Somos una ONG orientada al desarrollo y la formación integral de los paralíticos cerebrales y abarcamos muchos aspectos. Pero no nos limitamos a la vertiente de las terapias existentes, que a fin de cuentas es la más técnica y academicista. Tenemos una visión más cultural y artística. Nos queremos dar a conocer a través de lo que incentiva la creatividad de los chavales, de la musicoterapia, la pictoterapia…

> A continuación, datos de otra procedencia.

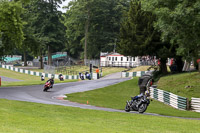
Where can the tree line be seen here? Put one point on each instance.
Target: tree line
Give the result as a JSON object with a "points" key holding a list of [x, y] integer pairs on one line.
{"points": [[165, 29]]}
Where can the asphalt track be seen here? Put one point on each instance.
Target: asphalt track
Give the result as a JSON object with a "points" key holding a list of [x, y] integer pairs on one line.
{"points": [[55, 96]]}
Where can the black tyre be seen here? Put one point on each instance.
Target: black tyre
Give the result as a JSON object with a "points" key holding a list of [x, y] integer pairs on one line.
{"points": [[45, 89], [142, 108], [134, 106], [127, 108]]}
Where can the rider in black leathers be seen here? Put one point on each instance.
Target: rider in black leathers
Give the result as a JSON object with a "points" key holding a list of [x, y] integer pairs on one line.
{"points": [[51, 81]]}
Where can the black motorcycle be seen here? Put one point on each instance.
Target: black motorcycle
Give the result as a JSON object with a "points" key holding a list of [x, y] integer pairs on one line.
{"points": [[138, 103]]}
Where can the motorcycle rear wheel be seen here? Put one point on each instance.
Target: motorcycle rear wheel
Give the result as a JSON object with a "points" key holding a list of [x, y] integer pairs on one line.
{"points": [[45, 89], [127, 108], [142, 108]]}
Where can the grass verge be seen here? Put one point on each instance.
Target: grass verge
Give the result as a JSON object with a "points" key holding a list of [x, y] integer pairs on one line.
{"points": [[184, 84], [115, 96], [24, 117]]}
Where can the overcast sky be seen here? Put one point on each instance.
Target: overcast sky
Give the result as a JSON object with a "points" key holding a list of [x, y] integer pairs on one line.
{"points": [[63, 4]]}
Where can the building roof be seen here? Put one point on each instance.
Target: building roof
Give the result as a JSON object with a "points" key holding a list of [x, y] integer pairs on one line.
{"points": [[109, 54]]}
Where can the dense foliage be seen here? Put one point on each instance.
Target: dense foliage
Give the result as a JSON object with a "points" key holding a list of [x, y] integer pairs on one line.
{"points": [[92, 29], [11, 26]]}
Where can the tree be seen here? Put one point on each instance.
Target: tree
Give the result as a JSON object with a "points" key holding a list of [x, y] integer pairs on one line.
{"points": [[138, 37], [91, 29], [11, 25], [178, 22], [47, 26]]}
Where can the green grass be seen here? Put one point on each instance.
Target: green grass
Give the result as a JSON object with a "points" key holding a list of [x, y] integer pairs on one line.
{"points": [[115, 96], [24, 117], [110, 70], [105, 70], [177, 84], [27, 79]]}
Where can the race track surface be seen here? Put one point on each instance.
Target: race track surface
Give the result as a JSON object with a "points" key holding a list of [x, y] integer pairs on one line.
{"points": [[54, 96]]}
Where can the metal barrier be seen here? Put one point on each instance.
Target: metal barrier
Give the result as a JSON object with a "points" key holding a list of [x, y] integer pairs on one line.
{"points": [[195, 104], [171, 99]]}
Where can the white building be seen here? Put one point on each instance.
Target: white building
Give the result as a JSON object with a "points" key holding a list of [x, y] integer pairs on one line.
{"points": [[118, 60]]}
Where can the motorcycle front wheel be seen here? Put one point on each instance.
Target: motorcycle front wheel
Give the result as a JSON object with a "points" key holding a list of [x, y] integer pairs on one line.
{"points": [[127, 108], [45, 89], [142, 108]]}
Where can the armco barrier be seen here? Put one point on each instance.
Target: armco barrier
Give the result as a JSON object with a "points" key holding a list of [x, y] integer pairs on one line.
{"points": [[169, 98], [132, 74], [94, 75], [38, 73], [195, 104]]}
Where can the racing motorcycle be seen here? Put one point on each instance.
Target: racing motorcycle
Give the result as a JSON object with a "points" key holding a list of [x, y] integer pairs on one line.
{"points": [[61, 77], [138, 103], [47, 86]]}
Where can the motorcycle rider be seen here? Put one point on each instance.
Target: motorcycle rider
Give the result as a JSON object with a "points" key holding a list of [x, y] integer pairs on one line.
{"points": [[60, 76], [51, 80]]}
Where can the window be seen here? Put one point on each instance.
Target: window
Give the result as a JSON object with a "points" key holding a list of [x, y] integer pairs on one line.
{"points": [[133, 58]]}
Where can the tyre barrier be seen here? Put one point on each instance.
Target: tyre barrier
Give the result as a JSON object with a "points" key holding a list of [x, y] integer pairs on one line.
{"points": [[195, 104], [171, 99], [56, 76]]}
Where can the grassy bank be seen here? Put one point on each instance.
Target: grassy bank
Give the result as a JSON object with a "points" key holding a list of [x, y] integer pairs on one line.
{"points": [[115, 96], [26, 79], [23, 117], [184, 84]]}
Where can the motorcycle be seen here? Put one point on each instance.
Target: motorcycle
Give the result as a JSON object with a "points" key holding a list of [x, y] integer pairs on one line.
{"points": [[47, 86], [138, 103], [61, 77], [88, 76], [141, 102]]}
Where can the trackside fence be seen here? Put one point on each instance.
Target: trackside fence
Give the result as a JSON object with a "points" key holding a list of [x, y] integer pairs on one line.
{"points": [[132, 74], [195, 104], [56, 76], [38, 73], [171, 99]]}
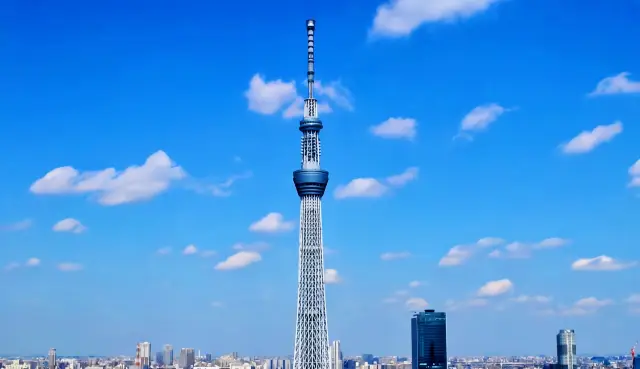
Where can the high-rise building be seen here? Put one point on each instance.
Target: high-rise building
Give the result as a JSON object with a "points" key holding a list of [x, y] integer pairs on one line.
{"points": [[566, 345], [187, 358], [167, 352], [311, 350], [53, 358], [336, 355], [429, 340]]}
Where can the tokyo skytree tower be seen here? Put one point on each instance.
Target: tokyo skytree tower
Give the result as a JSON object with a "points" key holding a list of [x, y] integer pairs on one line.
{"points": [[312, 338]]}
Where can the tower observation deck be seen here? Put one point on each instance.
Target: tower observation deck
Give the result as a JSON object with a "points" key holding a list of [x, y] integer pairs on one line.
{"points": [[311, 349]]}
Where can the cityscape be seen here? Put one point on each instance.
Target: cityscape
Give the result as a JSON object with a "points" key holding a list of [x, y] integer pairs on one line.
{"points": [[313, 345]]}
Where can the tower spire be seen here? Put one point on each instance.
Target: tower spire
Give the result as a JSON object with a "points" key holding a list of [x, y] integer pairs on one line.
{"points": [[311, 28]]}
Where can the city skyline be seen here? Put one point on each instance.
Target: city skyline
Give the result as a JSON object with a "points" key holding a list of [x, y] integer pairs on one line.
{"points": [[460, 176]]}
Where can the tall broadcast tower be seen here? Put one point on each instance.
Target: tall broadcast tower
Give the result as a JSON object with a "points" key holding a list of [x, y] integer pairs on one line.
{"points": [[312, 338]]}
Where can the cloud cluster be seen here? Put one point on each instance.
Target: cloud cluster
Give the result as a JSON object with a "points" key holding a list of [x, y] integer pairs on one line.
{"points": [[270, 97], [372, 187], [69, 225], [396, 128], [601, 263], [618, 84], [586, 141], [397, 18], [110, 186]]}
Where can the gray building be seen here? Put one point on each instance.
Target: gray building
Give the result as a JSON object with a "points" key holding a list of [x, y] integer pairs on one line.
{"points": [[566, 345]]}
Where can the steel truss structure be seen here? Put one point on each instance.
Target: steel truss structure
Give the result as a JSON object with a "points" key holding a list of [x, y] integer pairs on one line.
{"points": [[311, 349]]}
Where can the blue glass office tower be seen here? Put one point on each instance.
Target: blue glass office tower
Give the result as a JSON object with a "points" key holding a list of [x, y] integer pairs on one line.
{"points": [[429, 340]]}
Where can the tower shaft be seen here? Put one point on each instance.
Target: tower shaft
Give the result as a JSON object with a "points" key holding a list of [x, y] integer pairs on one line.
{"points": [[311, 350]]}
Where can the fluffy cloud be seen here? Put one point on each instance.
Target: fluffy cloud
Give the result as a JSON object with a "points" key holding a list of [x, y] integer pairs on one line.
{"points": [[190, 250], [396, 128], [480, 118], [269, 97], [254, 246], [619, 84], [457, 255], [495, 288], [371, 187], [331, 276], [111, 187], [69, 225], [387, 256], [532, 298], [416, 303], [398, 18], [589, 140], [17, 226], [634, 172], [272, 223], [601, 263], [239, 260], [70, 267]]}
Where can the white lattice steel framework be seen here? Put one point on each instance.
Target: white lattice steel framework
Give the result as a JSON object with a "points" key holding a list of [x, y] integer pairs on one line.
{"points": [[312, 338]]}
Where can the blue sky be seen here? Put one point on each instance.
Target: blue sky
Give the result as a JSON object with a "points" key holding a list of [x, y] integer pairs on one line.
{"points": [[510, 122]]}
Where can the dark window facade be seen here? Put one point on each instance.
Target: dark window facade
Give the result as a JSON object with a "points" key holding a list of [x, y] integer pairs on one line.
{"points": [[429, 340]]}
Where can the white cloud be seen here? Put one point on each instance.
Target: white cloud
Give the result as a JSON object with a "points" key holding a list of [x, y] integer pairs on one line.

-¿Quiere decir a través de todo aquello que hace felices a estos chicos?

-Efectivamente. ¡De lo que vivimos todos juntos!

-Porque a usted la cuestión le toca en primera persona…

-El ejemplo de mi hijo Gonzalo, que ahora tiene diez años, es representativo de lo que pasa en el 95 por ciento de los casos de parálisis cerebral. No se produce porque el niño venga mal, sino por un daño en el momento del parto. En nuestro caso, a mi mujer la tuvieron cuatro horas en el pasillo de un hospital sin preocuparse de ella y el crío sufrió falta de oxígeno. Cuando eso ocurre, las neuronas van muriendo desde fuera hacia dentro, hasta que sacan a la criatura. Pese a los problemas de motricidad y de visión, Gonzalo piensa perfectamente, pero no lo puede comunicar del todo.

¿Lo difícil de encauzar en estos casos es que tarda en saberse el alcance real de las secuelas?

-Así es. Eso nos ocurrió a nosotros. A Pilar, mi mujer, le dijeron que el niño estaba fenomenal cuando le dieron el alta después de nacer. Pero yo sabía que el chaval no iba a estar nada bien. A los dos meses fue cuando se reveló el principio de la dura realidad: no tenía la reacción motórica normal y era ciego.

-¿Ahora sí ve?

-Sí. Gonzalo no veía nada hasta que mi mujer lo pasó por las reliquias de Santa Teresita de Lisieux.

-¿¿¿???

-Al día siguiente, le tocaba oftalmólogo, lo llevamos, y el niño veía. La oftalmóloga dijo: «¿Lo habéis operado? Algo le habéis hecho». Desde entonces pensamos que ve hasta cinco metros, más o menos. Pero ve.

-¿Hasta qué punto condiciona una parálisis cerebral la vida de una familia?

-Lo condiciona todo. Yo, por ejemplo, siempre he querido vivir en un pueblo, y no puedo hacerlo. Eso es prácticamente imposible con Gonzalo, porque fuera de Madrid no tiene los lugares donde se le proporcionan la asistencia y la formación adecuadas.

-Y económicamente debe de ser muy gravoso. ¿Los afectados reciben ayudas públicas?

-Destinadas a parálisis cerebral, cero. Otra cosa es que te den un dinero para una silla de ruedas, como se lo pueden dar a un anciano, o la prestación para el cuidador. Pero no hay nada específico para esta discapacidad. Si quieres darle al niño todo lo que necesita, tienes que gastarte dos mil euros mensuales.

-Pero eso es prohibitivo.

-Casi nadie puede, claro, y llegas sólo a aquello que está en tu mano. Piensa que la vivienda ha de estar domotizada, tiene que estar adaptada, igual que los coches. Desgraciadamente, todo va a base de talonario. En contrapartida, Gonzalo, como muchos de estos niños, parece que tiene línea directa con el cielo y con la felicidad. Desde la fe, los hijos jamás son un problema, sino que son un regalo.

«¿Y si te hago sonreír?»

Luengo (profesor, músico, escritor, poeta y orientador de adolescentes) es un poliédrico madrileño que, inspirado por el amor a su hijo, se ha volcado con la causa de la parálisis cerebral y ha creado la Fundación Gonzalo (www.fgonzalo.org), en la que se intenta ir más allá de los aspectos asistenciales de esta discapacidad mediante actividades creativas para los chavales afectados y otras abiertas a toda la sociedad. Así ha nacido la colección literaria «Los ritmos del siglo XXI» (él ha aportado el libro de poemas «¿Y si te hago sonreir?»), en la que los derechos de autor se ceden para financiar los objetivos de la entidad.